Bits and Pieces 7
I learned how to sharpen a green wood saw blade. A few months ago I stumbled across a huge 30-inch (76cm) bow saw; I didn’t know they made them that large. So I grabbed it for just a few dollars and have been using it to cut firewood (for my brother). It works pretty well, even up to 12-inch (31cm) logs, though it takes awhile. After a couple of months, it got dull, started drifting to one side when cutting. Nobody carries blades that large locally and the ones online looked pretty cheap and fragile compared to what was on it, so I decided to learn how to sharpen it. Must have done well enough, because I have to be careful handling it now or it will shred my fingers. Cuts as nicely as before.
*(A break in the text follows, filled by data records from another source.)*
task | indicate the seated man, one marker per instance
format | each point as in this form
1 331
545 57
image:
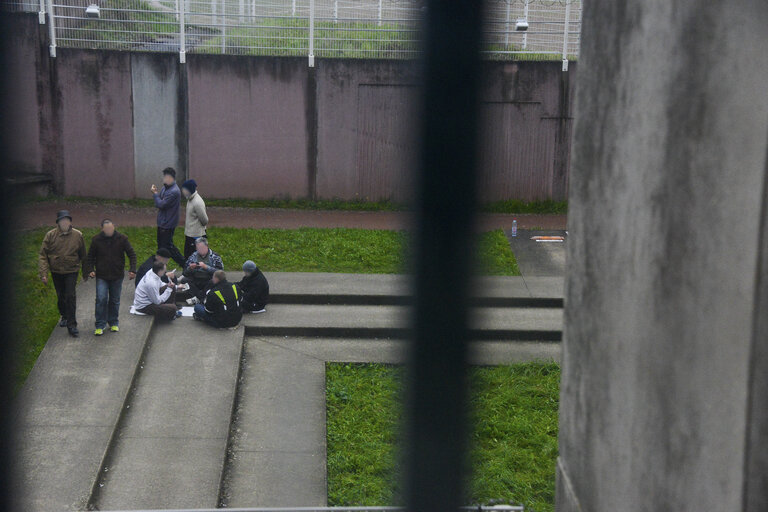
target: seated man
164 256
200 268
221 307
154 297
254 287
It’s not as if I really gave up on Linux and Open Source completely. While I no longer recommend it to people who already have trouble enough with Windows, I keep hoping someone somewhere will understand and meet the needs of users. Apparently Linux Mint gets it. They have two different interfaces which can help you forget the misery of GNOME 3. Right now it’s the most popular Linux distribution, and I hope support grows to the point Clement LeFebre can make the project depart even farther from its dependence on Ubuntu. Using their stuff leaves way too many decisions in the hands of people who don’t understand users’ needs. I’m testing Maya 64-bit with the MATE interface on my laptop.
I’m trying to learn how to produce ebooks in the epub format. While I haven’t heard back from Smashwords, the more I learn about the cheap and rickety process they use to produce their files, the more I would prefer a chance to do it right for the sake of the readers. I’m going to collect some of my “romance” stories into a single book and see if I can do a better job than Meatgrinder. From what I can see, it would be hard to do worse. I’m testing various different routes to the product. Calibre says one of the best input formats is MS Reader’s LIT files and MS offered a plugin for Word 2000 and 2003 to output Word files into that format. Another path is direct input in XHTML format, but with some restrictions on the range of tags you can use. The formatting is pretty specific that route. The other way is the Sigil project, which permits some WYSIWYG options for creating epubs from scratch, but it’s not simple.
It’s all about the message. Whatever route is the best way to get the word out to the waiting world, that’s what I am trying to find.